Hoje, na Sociedade de Geografia de Lisboa, decorreu o seminário António Ferro. 120 anos depois do seu nascimento, promovido por aquela sociedade e pela Fundação António Quadros. Não estive o dia todo, por razões profissionais, mas o que vi gostei, entre comunicações de grande erudição e outras sólidas, resultado de teses de mestrado e de doutoramento, em reunião que terá juntado mais de 80 pessoas. A sua biografia, António Ferro como jornalista, editor da revista Orpheu (a comemorar cem anos), política do espírito, Museu de Arte Popular e turismo foram os tópicos centrais que ouvi.
A figura de Ferro ainda hoje é controversa, não consensual, como disseram vários oradores e o recente livro de Orlando Raimundo comprovou, em registo diferente, por exemplo, do livro de Margarida Acciaiuoli (2013), António Ferro, a Vertigem da Palavra. Retórica, Política e Propaganda no Estado Novo. Dos oradores, retive as palavras de Guilherme de Oliveira Martins,que começou por lembrar que o primeiro número da revista Orpheu foi editado no mesmo ano que Educação Cívica, livro de António Sérgio. O orador usou a expressão mundo perigoso ao tempo em que Ferro se tornou jornalista conhecido como entrevistador, mais como comentador do que escritor do que dizem os entrevistados, com capacidade de ler os acontecimentos, como que antecipando a evolução política ditatorial espanhola, italiana, alemã e turca.
Por seu lado, Jorge Ramos do Ó olhou António Ferro como dividido entre a modernidade e a tradição e defendeu a ideia que o dispositivo cultural do Estado, em termos de ministério da Cultura em Portugal, se forjou com aquele jornalista, intelectual e político, modelo que não é distinto no regime democrático.
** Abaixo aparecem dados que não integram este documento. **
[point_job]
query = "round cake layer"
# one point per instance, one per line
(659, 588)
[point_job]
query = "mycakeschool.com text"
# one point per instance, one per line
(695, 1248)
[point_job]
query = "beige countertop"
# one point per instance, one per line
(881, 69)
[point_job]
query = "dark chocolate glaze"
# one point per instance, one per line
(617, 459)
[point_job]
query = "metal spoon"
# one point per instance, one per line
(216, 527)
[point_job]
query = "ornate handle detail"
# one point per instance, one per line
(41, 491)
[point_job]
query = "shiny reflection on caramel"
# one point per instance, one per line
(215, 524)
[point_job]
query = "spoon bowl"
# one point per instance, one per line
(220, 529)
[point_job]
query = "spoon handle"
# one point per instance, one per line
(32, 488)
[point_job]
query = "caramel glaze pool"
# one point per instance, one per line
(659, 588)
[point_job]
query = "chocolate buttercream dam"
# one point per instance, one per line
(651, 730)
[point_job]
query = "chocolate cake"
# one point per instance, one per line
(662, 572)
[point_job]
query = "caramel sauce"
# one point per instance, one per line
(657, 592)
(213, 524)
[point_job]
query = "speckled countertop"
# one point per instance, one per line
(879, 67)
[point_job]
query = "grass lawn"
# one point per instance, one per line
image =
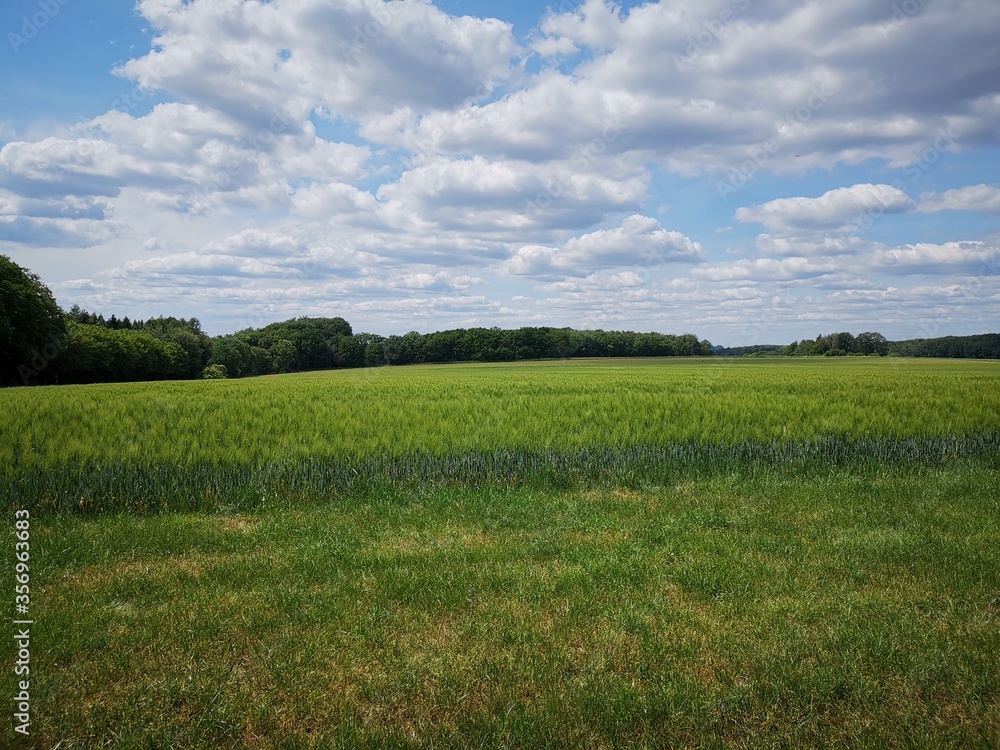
(860, 608)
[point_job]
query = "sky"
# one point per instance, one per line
(750, 171)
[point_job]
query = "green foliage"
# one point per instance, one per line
(32, 328)
(215, 372)
(97, 354)
(984, 346)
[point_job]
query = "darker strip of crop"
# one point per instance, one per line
(93, 488)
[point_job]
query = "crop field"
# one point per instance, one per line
(752, 553)
(222, 444)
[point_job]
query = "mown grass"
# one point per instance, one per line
(855, 609)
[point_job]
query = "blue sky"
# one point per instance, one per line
(750, 171)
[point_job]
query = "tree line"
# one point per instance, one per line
(40, 343)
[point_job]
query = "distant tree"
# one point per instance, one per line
(872, 342)
(32, 327)
(214, 372)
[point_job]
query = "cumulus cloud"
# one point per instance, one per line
(640, 241)
(838, 209)
(251, 60)
(384, 158)
(982, 198)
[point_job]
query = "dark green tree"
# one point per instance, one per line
(32, 327)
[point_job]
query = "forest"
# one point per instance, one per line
(42, 344)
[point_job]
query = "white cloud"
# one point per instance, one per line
(640, 241)
(839, 209)
(252, 60)
(982, 198)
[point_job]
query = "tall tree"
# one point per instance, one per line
(32, 327)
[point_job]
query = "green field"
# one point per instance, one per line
(221, 444)
(567, 554)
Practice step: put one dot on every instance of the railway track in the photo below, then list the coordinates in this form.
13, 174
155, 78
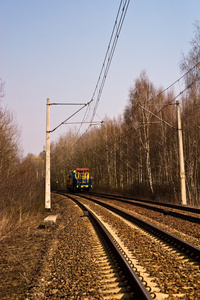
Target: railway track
177, 243
168, 267
120, 279
158, 207
175, 266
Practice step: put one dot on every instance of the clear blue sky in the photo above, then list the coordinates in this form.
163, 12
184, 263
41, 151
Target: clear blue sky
55, 49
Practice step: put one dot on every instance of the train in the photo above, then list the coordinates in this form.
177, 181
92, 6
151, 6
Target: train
79, 180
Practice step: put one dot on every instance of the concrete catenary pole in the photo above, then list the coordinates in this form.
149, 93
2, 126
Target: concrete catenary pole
47, 172
181, 157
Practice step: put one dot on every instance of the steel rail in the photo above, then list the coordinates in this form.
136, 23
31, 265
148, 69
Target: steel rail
136, 286
174, 206
177, 243
154, 208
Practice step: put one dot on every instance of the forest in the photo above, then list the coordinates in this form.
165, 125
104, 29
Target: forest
134, 154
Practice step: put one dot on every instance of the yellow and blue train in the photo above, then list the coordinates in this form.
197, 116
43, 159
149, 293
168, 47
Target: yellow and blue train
79, 180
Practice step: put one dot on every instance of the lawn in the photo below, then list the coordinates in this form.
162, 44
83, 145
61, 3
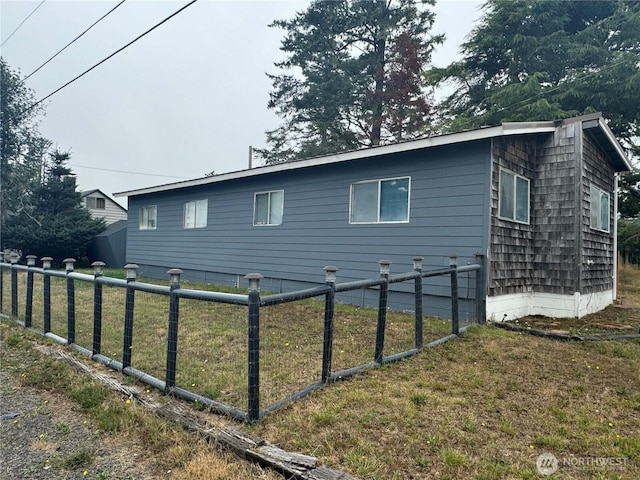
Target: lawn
485, 406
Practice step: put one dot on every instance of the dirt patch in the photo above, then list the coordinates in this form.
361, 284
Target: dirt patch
42, 437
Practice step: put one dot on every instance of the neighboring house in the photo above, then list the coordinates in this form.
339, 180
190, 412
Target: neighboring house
110, 246
537, 198
103, 206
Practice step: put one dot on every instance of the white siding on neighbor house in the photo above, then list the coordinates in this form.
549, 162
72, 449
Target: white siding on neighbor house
112, 211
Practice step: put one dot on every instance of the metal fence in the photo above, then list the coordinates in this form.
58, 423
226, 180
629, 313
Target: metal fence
238, 364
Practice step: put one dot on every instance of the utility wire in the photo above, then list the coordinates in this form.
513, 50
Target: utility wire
73, 41
110, 56
130, 173
22, 23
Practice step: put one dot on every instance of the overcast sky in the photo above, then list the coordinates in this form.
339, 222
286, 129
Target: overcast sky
187, 99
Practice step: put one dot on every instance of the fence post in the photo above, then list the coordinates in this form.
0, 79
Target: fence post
46, 294
97, 306
481, 290
385, 266
132, 272
417, 266
172, 336
28, 309
455, 320
329, 302
253, 387
13, 258
71, 302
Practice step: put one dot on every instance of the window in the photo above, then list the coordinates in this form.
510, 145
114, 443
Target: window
268, 208
599, 209
94, 203
147, 217
195, 214
380, 201
514, 197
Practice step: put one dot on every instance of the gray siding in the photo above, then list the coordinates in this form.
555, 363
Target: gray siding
449, 189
Ferro enquanto homem de propaganda igual a instrumento de poder, em que só existe o que o público sabe que existe (retirado de Salazar), procurou juntar governantes e governados através das imagens da tradição. E, seguindo os pilares ideológicos do ditador, Ferro mobilizou as indústrias culturais e criativas da época (cinema, imprensa, arte, teatro e rádio). Ferro foi mais hábil na atracção de artistas plásticos que artistas, propiciando prémios e exposições. O orador, que distinguiu a preponderância do pintor-decorador na obra do Secretariado da Propaganda Nacional, depois tornado Secretariado Nacional da Informação, referiu-se também à decadência de Ferro, a partir do momento em que os artistas plásticos se mudaram para a oposição política, no pós-II Guerra Mundial. À política de espírito (de Ferro) seguiu-se, na expressão de Ramos do Ó, a política da restrição, com a atribuição da actividade da censura ao SNI, responsável pelas licenças de exibição de cinema e de espectáculo do teatro.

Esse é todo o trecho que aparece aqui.